What does this mean for local governments? Since the lifting of the statewide state of emergency after the COVID-19 pandemic, local governments have been puzzled regarding how to handle remote meetings. (See previous blogs on this topic here and here). Some jurisdictions have relied on G.S. 143-318.13(a) as authority to continue the practice of remote meetings. Others have specifically adopted rules and policies regarding remote meetings, pointing to their authority to adopt local rules of procedure (G.S. 153A-41 for county governing boards; G.S. 160A-71 for city governing boards). The problem with these approaches has been the lack of statutory authority to count remote participants toward quorum. In this case, the Court of Appeals seems to indicate that there is no authority to count remote participants toward quorum, although the court does not explain this reasoning and does not say whether Anson County had any locally adopted rules that could have lent authority.
It is notable that the court found no remote quorum in a county case because the county quorum and voting statutes make no mention of physical presence. Even without any statutory indication that physical presence is required, the court still required it for valid quorum. City voting statutes do discuss physical presence (see G.S. 160A-75(a), (b)), so cities should take even more care to ensure that a quorum is physically present before conducting business.
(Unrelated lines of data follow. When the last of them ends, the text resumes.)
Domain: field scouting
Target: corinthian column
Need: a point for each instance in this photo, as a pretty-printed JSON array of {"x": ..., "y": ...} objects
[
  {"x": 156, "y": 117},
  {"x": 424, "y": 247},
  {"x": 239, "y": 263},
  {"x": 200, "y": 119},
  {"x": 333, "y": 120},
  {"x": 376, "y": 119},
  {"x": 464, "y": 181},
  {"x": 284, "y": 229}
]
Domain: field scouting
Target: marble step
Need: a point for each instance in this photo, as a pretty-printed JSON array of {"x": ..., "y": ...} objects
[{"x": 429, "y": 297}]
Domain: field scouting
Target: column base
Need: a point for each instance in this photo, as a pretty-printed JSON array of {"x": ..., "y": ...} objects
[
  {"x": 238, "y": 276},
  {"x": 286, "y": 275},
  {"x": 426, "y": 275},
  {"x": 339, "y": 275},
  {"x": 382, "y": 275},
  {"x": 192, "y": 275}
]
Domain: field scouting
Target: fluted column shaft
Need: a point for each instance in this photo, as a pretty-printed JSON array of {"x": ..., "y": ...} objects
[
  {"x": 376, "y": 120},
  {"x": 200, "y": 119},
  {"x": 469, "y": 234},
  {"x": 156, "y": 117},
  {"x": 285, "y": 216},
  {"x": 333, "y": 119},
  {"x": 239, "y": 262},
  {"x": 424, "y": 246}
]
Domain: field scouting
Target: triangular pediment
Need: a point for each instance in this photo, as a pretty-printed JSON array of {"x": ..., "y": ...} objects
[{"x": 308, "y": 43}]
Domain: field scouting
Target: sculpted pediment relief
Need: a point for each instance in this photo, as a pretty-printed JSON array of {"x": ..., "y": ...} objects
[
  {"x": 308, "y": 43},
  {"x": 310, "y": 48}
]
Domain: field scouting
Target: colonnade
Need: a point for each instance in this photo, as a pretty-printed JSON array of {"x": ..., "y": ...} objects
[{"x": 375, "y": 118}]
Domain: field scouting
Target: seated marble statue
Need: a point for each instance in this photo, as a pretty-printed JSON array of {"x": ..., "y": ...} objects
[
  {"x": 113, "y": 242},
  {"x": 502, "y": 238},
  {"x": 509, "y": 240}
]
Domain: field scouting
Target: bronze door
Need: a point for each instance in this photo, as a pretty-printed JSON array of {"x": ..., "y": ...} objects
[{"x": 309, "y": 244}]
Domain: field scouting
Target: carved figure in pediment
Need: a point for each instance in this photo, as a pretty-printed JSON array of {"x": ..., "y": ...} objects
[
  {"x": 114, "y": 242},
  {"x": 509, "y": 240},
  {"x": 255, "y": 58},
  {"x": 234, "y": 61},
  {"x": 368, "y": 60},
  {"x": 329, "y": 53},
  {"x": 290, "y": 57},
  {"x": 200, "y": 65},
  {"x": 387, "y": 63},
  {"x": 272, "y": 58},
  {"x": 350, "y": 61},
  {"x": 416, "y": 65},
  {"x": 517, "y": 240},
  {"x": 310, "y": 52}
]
This court ruling does not mean that local governments must immediately cease allowing remote meetings, but it does mean that they should ensure the presence of an in-person quorum to protect against potential legal challenges. Since there was no quorum, the court did not reach the question of whether the remote members can vote, but it may be reasonable to assume that the court would take a similar approach in requiring physical presence for voting as well.
Bottom Line
Governing boards that want to continue allowing remote participation in meetings should ensure that there is an in-person quorum. They should also be very hesitant to pass measures using remote votes, although this may be less risky if the remote votes have no impact on the outcome. While this case was about a county governing board, the court’s reasoning could be applied to city governing boards and even appointed boards alike. Remote meetings continue to be an area to exercise caution.